Top Abstract Introduction Methods and materials Results Discussion Conclusion References

 
Magnetic resonance cholangiopancreatography (MRCP) is a non-invasive imaging technique that allows evaluation of the pancreaticobiliary system. It uses heavily T₂ weighted (T2W) sequences to take advantage of the inherent contrast effect of bile.

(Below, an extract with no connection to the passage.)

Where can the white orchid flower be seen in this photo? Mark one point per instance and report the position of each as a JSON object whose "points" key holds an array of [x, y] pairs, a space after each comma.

Overlap between high signals from the pancreaticobiliary system and from the gastrointestinal tract (GIT) (stomach, duodenum and proximal intestine), is a recognized limitation of MRCP [1] and may mimic pathology [2]. The impact of high signal from the GIT is particularly problematic when single thick slice images are obtained without a thin multislice data set. Elimination of the high signal from the bowel is therefore important. This problem may in part be overcome by multiple acquisitions of the same sequence in multiple planes, or alternatively by using a negative oral contrast agent to shorten the T₂ relaxation time, and hence reduce the T₂ signal, of the fluid in the bowel. Several studies have shown that the administration of a negative oral contrast material, before performing a MRCP will improve image quality and provide good visualization of the bile and pancreatic ducts without superimposed high signal from the GIT [3–7].

A number of negative oral contrast agents are available for MR imaging of the abdomen and pelvis. Examples include Gadopentate dimeglumine, ferric ammonium citate, manganese chloride, Kaolinate, antacid, barium sulphate and ferric particles. Many of these are relatively unpalatable, become too diluted in the GIT or are expensive. Other naturally available agents have been employed. Blueberry juice is a naturally occurring inexpensive drink, that at appropriate concentrations has been shown to be an effective, well tolerated negative oral contrast agent for suppressing the signal from stomach and duodenum on T2W imaging in MRCP [8, 9]. Blueberry juice reduces the intraluminal signal of the GIT on T2W imaging, due to the paramagnetic properties of its relatively high manganese content reducing the T₂ (and T₁) recovery times. Therefore it may act as an effective negative contrast agent on T2W imaging (and a positive oral contrast agent on T1W imaging) [9].

Blueberry juice in its pure form is currently of limited commercial availability in the UK. Pineapple juice (PJ) has been proposed as an alternative naturally occurring agent that has desirable effects as an oral contrast agent for abdominal MR imaging in patients with inflammatory bowel disease [10, 11].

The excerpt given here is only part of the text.